The agreeable eye

an eudæmonistarchives

punctuated equilibria

It is another round of desultory reading, a sort of weak waving of the hand at sturdy piles of thoughtful books that do not at the moment appeal. I’ve been in the sort of reading mood that cannot ignore failures of proofreading – the inconsistent use of straight and typographer’s quotation marks in the last quarter of a book, spaced ellipses breaking at the end of a line, the appearance of ‘fussiily’ on page twelve of a book I’d been eagerly anticipating.

Or there is the lure of picking at dangling ideas, even (especially) when they are neatly woven into the argument. So in trying to read Lauren Berlant’s Cruel Optimism (otherwise appealing), the didactic introduction and the choice of artworks discussed (which all seem to have a sort of godawful ‘artiness’ to them) grate, as does the echo of a capabilities approach clanging uncited in the next chapter over. Or Judith Butler’s Antigone’s Claim, haunted by the specter of Hegel. Or the next chapter in Reading and Not Reading The Faerie Queene, which I cannot currently do justice to because I cannot face the idea of children reading Spenser (and, well, ditto Spenser).

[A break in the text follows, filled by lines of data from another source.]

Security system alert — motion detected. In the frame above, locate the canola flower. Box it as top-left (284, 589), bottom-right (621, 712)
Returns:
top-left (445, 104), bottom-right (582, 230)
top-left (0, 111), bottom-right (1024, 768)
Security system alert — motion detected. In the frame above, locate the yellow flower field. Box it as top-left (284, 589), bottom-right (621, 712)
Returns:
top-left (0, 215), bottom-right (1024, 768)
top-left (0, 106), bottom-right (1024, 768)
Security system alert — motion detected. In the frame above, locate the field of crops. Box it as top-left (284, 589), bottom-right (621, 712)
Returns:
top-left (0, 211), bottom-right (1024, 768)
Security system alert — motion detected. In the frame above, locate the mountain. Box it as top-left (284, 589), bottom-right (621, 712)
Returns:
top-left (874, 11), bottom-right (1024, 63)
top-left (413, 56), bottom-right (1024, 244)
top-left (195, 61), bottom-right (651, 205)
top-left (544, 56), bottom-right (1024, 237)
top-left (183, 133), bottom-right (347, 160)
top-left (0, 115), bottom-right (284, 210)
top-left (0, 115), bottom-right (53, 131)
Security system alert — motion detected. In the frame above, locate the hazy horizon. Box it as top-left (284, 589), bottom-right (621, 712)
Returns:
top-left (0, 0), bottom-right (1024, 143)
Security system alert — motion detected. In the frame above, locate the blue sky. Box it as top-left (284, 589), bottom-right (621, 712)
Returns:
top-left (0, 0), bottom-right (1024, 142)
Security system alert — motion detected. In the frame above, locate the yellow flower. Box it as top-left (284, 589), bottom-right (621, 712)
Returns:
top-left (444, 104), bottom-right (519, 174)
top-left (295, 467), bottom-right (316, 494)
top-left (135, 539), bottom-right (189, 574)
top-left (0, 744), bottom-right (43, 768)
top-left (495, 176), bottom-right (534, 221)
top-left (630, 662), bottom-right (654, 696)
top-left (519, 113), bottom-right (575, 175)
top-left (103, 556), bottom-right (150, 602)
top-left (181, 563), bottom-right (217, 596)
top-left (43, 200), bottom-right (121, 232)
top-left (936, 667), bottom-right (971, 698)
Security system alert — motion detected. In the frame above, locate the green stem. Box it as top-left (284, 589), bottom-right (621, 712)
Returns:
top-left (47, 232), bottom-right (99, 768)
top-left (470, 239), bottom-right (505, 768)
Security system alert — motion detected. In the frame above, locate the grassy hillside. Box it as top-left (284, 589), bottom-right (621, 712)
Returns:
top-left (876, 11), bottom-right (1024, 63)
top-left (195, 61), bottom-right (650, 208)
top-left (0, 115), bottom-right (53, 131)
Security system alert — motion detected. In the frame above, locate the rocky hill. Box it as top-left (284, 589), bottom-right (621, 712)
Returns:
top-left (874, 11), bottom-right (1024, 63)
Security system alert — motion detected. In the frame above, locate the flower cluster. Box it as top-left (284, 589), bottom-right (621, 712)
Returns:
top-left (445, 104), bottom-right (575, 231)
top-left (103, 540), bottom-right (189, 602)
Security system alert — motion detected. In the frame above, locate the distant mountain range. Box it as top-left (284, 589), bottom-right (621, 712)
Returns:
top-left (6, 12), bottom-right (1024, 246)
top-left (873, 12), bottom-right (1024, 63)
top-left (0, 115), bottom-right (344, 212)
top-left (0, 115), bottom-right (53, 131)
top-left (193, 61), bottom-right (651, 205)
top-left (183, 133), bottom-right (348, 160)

This has sent me back to mysteries from the library, which has got me thinking about genre. Not very deeply, as there is a temptation to pursue a structuralist approach that is perhaps not very helpful.1 The element of the puzzle and the order: what is hidden and revealed. It is not that mysteries necessarily have a moral clarity in themselves, but that they are driven by a belief in the possibility of such a thing – of a perfect ethical system – even if does not exist within the world described.2 The platonism of the cozy.

Still, it’s a bad habit of mine to read almost everything as though it were fiction; or, on the contrary, to read everything as though it were not. Hard to tell things apart. Perhaps that is why I have less problem with fictionalized accounts of real people than some – though there is always the unnecessary annoyance of including ‘real’ people where they are not needed, as a shorthand indicating creative laziness, rather than creative economy.3

Where the devil do phrases like ‘creative economy’ (as in a clever husbanding of resources for artistic or rhetorical purpose) come from? What is it doing here? A spinning of wheels.

  1. Also, as an aside, why is it that the main difference between young adult and general fiction seems to be a belief in the efficacy (or interest) of meetings? Have I said this before? I think I’ve said this before. []
  2. Even when the broader societal causes of ‘whodunnit’ are considered, there is usually the sense that if things were other than they are (depicted), that injustice (or the injudicious) would be a problem that could be solved. []
  3. For example, the fad to feature famous dead authors as detectives in a certain sort of murder mystery – although I find that about equivalent to (and abhorrent as) the idea of a ‘new’ and updated Philip Marlowe mystery with a contemporary setting. []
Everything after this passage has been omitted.